When it comes to weight loss, or rather, fat loss, many people’s first concern is burning calories. It’s a long-held belief that creating a caloric deficit — where you burn more calories than you take in — can help you drop a few pounds or sizes.

While cardio exercises, like running or walking, are often seen as the best way to do this, it turns out weightlifting can help, too.

To understand the relationship between weights and calories, you need to know the difference between aerobic and anaerobic exercise.

Sustained aerobic exercise, like steady jogging or cycling, is low intensity and can thus be done for a longer period of time. Your body gets enough oxygen to ensure that you can keep doing what you’re doing.

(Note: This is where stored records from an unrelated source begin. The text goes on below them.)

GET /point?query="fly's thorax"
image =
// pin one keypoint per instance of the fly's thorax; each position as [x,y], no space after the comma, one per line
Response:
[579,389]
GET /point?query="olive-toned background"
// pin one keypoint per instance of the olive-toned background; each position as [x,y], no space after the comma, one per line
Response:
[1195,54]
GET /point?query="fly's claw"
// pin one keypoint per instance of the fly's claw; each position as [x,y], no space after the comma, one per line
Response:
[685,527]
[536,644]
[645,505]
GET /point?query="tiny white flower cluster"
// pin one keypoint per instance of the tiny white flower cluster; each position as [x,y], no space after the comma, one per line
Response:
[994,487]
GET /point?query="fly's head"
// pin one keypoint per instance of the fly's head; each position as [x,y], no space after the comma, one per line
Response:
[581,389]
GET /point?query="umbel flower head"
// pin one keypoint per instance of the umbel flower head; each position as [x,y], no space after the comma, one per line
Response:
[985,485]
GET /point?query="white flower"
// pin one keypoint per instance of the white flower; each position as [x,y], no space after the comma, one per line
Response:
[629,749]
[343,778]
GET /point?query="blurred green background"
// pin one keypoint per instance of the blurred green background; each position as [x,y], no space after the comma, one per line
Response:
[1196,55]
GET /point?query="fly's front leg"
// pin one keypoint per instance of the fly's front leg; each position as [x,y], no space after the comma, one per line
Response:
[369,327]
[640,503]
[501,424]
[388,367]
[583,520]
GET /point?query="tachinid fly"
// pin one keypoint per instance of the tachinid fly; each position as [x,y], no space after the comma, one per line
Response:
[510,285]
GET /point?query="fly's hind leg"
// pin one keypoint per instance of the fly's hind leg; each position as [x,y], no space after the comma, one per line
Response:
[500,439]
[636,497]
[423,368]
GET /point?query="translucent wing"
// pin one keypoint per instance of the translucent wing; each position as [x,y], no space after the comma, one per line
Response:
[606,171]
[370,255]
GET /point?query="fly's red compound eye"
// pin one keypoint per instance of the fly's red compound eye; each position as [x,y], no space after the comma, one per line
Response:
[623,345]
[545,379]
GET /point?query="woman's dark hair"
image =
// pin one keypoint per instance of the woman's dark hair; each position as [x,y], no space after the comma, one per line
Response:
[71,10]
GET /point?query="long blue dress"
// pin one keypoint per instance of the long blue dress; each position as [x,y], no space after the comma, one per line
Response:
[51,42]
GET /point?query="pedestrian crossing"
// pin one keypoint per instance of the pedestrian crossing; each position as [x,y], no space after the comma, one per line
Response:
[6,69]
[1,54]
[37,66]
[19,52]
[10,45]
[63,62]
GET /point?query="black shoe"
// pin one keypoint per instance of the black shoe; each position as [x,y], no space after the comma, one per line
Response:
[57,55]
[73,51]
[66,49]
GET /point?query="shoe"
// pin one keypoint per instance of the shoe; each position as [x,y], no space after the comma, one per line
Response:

Anaerobicexercise, like weightlifting, on the other hand, is high intensity. With quick bursts of high intensity exercise, your body doesn’t get enough oxygen to supply your muscles quickly enough, so your cells start to break down sugars instead. Since this level of intensity cannot be maintained for very long, anaerobic exercise tends to be short-lived.

“Strength training is not a highly aerobic exercise, so many people believe that it is not a good way to burn fat,” explains Rocky Snyder, CSCS, NSCA-CPT, of Rocky’s Fitness Center in Santa Cruz, CA. Snyder says that they are correct in some ways, but that strength training can burn fat in ways that other exercise cannot.

Anaerobic exercise may be short-lived, but its calorie-burning effects are not.

“Immediately following a strength training session, the body needs to replenish the energy drained and repair the muscle damage that has been caused,” Snyder says. “The repair process uses aerobic energy for several hours.”

In other words, more intense exercises such as weight and strength training burn calories and fat for a longer time post-exercise than lower intensity aerobic exercises.

Snyder says the best workout regimen is one that incorporates both aerobic and anaerobic exercise, but adds that lifting weights can provide some additional benefits.

“The added benefit to lifting weights is the adaptation the muscles experience,” he explains. “The muscles will grow in size and increase in force production, or strength.” And it’s this muscle growth that leads to another beneficial side effect — a boost in metabolism.

“One pound of muscle requires six to 10 calories per day to maintain itself. Therefore, a regular routine of weightlifting will increase a person’s metabolism and how many calories they burn.”

The weightlifting moves that use multiple muscles are the ones that build the most muscle. Snyder says you can try these five moves with no added weight (using only body weight for resistance). Then start adding weights for a bigger gain.

  1. Squats
  2. Lunges
  3. Deadlifts
  4. Pull-ups
  5. Push-ups

Learn how to do perfect squats, lunges, and deadlifts!

As with any exercise program, Snyder says there are risks. When you begin a strength training routine with no guidance, not only do you risk poor form, you’re also at risk for injury.

Enlist the assistance of a personal trainer who is familiar with biomechanics. They can show you the proper form, plus help you improve your posture and movements.

Lifting weights burns some calories. Its real benefit is that it can also help build muscle, add strength, and even improve bone density and arthritis. When added to an exercise regimen that includes aerobic exercise and stretching, it delivers maximum benefit.